In the days after the strikes, the Pentagon said they believed the mission had “degraded, damaged, destroyed some of their capabilities,” but didn’t specify whether the threat was taken out altogether. No subsequent strikes against Khorasan have been announced by the U.S. military.

Olsen said on Tuesday the types of individual who have joined Khorasan – “hardened, seasoned veterans” – made it unlikely the threat had diminished.

“I think it’s unlikely that threat’s altogether been eliminated,” Olsen said, adding that some senior leaders with the group had been killed.

What’s the difference between ISIS, al-Nusra and the Khorasan Group?

Before the strikes began in Syria, U.S. government officials had barely acknowledged the presence of Khorasan, which formed from former al Qaeda members.
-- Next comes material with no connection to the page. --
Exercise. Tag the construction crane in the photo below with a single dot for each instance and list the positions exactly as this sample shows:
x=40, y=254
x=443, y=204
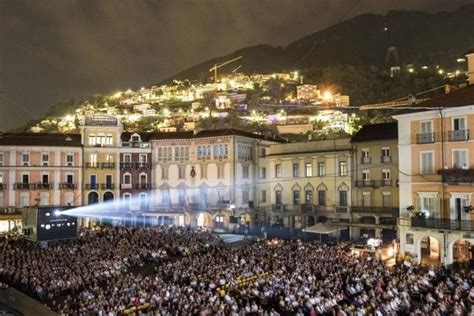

Sources have said the group has the same aim as ISIS: recruiting and training foreign fighters who could return home to stage attacks.

While Olsen said foreign fighters present a broad risk to Americans’ security, the potential for so-called “lone wolf” attacks by unaffiliated terrorists also worries officials.

The propaganda circulated by ISIS online could allow Americans to be motivated by the group without ever leaving the country, he said.

“The other issue is somebody in the United States, who never leaves the United States, simply sits in their basement reading some of this hateful propaganda that ISIS puts out,” he said.

“The concern is that somebody just reads that and they have something in their own mind that makes them think that’s what they want to do. They would seek to carry out what we would think would be a relatively small scale attack, but a lethal attack nonetheless.”